LLR obviously has parallels with the London Living Wage, which started as a campaign arguing that the minimum wage was unacceptably low given the costs of living in London, then gained traction when it was endorsed by Ken as Mayor and others, then developed into a reference wage now used by many employers. In that case, no legislation was needed, no mayoral powers were needed, but the campaigning skills of London Citizens, the mayor and others made a huge difference to the living standards of many people on low incomes.
Ken made the point that rent control has served some cities well, and cited New York. Research published last month by LSE showed that the countries with the most successful private rented sectors, like Germany, embrace both a measure of rent control and a stronger degree of security of tenure, which give confidence to both landlords and tenants. In London, excessively high rents fuel inflation, firms have to pay more to attract staff and the high cost of living remains a key barrier to London’s economic growth.
Of course Boris Johnson made asinine comments in reply. He says the mayor has no powers in relation to this, but fails to recognise that Ken achieved huge amounts in housing in London between 2000-2008 despite having few housing powers – he made advances by showing leadership and by using his planning powers in innovative and dynamic ways. Johnson achieves less despite the fact that he has stronger powers; regrettably they are not applied to serving the interests of Londoners. He also, equally ignorantly, said that rent control would dry up the market, but the evidence from major cities elsewhere shows that this is far from the case. The truth is that he is a laissez faire politician who believes in letting the market do its thing, whatever the cost to Londoners.

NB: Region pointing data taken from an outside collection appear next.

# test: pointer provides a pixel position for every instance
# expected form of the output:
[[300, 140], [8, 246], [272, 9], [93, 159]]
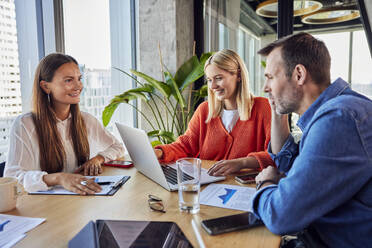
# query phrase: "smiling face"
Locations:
[[284, 93], [66, 85], [223, 85]]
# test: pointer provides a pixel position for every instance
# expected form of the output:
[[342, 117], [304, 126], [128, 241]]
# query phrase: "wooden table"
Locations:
[[67, 215]]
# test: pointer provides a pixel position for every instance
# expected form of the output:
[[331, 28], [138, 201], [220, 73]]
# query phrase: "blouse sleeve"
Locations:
[[22, 160], [104, 143]]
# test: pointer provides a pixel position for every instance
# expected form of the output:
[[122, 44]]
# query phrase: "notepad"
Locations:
[[107, 189]]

Ken’s second proposal was to establish a non-profit lettings agency. Although working across the spectrum of private renting, the agency would be likely to focus on the housing benefit market. As landlords become more resistant to taking tenants on housing benefit because of their fears that they will fall into arrears following the cuts to local housing allowance, the aim of the agency would be to put ‘good tenants in touch with good landlords’ to help modernise and professionalise the sector, and to cut costs for both sides. It would help develop smart regulation of the sector based on accreditation, licensing, enforcement of standards, and tenant deposit protection.
There is increasing anger at the role of agents in the housing market. Some are members of regulatory associations and try to provide services against a decent code of practice. Others are not, and encourage what Ken called ‘the churn and burn approach’. Agents get paid more for finding new tenants and rents tend to rise fastest when there is a high turnover – decent landlords tend to reward decent tenants by not increasing rents as fast as they would for a new tenant. The role of such agents therefore undermines the fair operation of the market, leads to unnecessary churn, and doesn’t even benefit landlords because they end up having to cope with void periods when no rental income is coming in.
Johnson again was against this. Just as his government has made clear it is on the side of the bankers versus the people, he is on the side of the estate agents versus the tenants. He has nothing to offer private tenants, and the fact that Ken has made the running on housing just as he has made the running on fares is a good sign that Johnson might be on his bike come May.
Ken has played a huge part in politics for a long time because he is willing to kick the hornet’s nest and provoke a real debate about the big issues that face ordinary people. The housing hornet’s nest has been waiting to be kicked for a very long time.